With a dynamic and focused Chief Minister like Bhuvan Chandra Khanduri, I am certain Uttarakhand will go places. His stewardship of the Surface Transport Ministry during Atal Bihari Vajpayee’s Prime Ministership was exemplary; Gen Khanduri was the executor of the Golden Quadrilateral project, which, despite the ineptitude and widely alleged corruption of his successors, is making a huge difference to contemporary India wherever it has been completed.

That is why I was pained driving through incredibly damaged tracks on the stretch between Gairsain and Karnprayag, especially a 12-km nightmare from Adi Badri to Simli. The ordeal did not end once we reached Karnprayag, bang on the route to the pilgrim centre of Badrinath and ski resort of Auli. While the drive was significantly better after some time and we reached Devprayag via Rudraprayag and Srinagar in good time, thereafter the road has simply ceased to exist. Evidently, the National Highway Authority of India (NHAI) undertook to widen the road connecting Devprayag and Rishikesh but abandoned the work with the onset of monsoon. As a result, humungous boulders and massive trees have descended on what used to be the road, officially National Highway 87, making it almost impossible to negotiate especially after sundown. Considering the density of traffic on this route, it is criminal to leave people to travel at their own risk on a road bordered by steep hills on one side and the raging Ganga on the other.

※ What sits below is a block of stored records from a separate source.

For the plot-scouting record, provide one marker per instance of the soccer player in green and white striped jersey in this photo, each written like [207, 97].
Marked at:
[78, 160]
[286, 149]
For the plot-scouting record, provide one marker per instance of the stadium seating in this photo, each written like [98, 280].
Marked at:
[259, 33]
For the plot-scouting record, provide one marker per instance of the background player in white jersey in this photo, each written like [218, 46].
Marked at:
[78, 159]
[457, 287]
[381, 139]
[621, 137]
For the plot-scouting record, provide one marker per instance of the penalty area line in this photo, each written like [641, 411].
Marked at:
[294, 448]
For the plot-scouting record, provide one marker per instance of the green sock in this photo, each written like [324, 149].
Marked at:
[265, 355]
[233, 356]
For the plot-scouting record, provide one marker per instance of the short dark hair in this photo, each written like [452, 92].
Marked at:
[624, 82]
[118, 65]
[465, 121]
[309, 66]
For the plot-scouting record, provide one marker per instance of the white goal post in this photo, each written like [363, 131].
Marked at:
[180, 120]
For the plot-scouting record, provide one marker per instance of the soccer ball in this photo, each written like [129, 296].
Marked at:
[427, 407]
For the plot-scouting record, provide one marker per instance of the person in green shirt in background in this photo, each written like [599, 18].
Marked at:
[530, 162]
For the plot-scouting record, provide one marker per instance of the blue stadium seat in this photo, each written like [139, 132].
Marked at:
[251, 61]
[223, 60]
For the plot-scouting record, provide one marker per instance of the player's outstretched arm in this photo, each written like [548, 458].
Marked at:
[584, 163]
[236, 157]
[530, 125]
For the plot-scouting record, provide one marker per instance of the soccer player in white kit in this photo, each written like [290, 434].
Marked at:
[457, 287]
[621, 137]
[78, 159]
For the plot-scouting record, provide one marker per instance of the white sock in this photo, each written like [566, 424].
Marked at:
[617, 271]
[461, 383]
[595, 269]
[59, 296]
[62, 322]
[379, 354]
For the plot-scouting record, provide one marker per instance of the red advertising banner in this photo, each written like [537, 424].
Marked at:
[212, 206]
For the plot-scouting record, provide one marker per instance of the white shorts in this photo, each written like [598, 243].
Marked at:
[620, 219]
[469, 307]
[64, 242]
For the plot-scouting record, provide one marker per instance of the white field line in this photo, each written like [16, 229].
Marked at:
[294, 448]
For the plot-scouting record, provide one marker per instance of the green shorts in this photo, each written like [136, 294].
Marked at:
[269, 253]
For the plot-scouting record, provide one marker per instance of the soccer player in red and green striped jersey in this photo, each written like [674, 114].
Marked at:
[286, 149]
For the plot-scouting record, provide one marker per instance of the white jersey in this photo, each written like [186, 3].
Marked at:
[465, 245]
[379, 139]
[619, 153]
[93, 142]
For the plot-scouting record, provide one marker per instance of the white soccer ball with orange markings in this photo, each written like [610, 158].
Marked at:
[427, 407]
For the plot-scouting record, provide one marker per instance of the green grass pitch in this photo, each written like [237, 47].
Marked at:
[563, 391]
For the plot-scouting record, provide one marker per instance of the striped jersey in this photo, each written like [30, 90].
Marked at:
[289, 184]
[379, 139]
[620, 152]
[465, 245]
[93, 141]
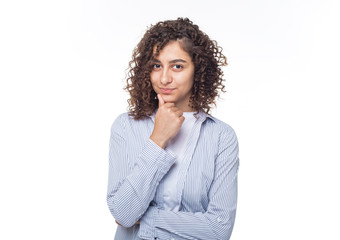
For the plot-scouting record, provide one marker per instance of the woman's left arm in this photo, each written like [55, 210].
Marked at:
[218, 221]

Upon inquiry in Dehra Dun, I discovered that the Government of India has not released stipulated funds to NHAI which, in turn, is unable to pay the Border Roads Organisation (BRO) to speedily complete the project. Yet, even the Bhowali-Karnprayag stretch, covering nearly 200 km, has been assigned to NHAI as it now sports the NH 87E (extension) label. What is the point of asking NHAI to take over corridors that it cannot adequately maintain? And why starve BRO of funds to rapidly complete road projects that are crucial both to tourism and defence? I share Gen Khanduri’s anguish over the UPA Government de-prioritising India’s highway hopes. We can cry hoarse over China building a metalled road to the Everest base camp, but the fact is that they have built some splendid six-lane expressways throughout their country. Our present regime, on the other hand, thinks road-building is immaterial because it feels proverbial Hindu fatalism will accept just about every sloppiness. That kind of negligence causes 80,000 deaths every year on our fatal highways.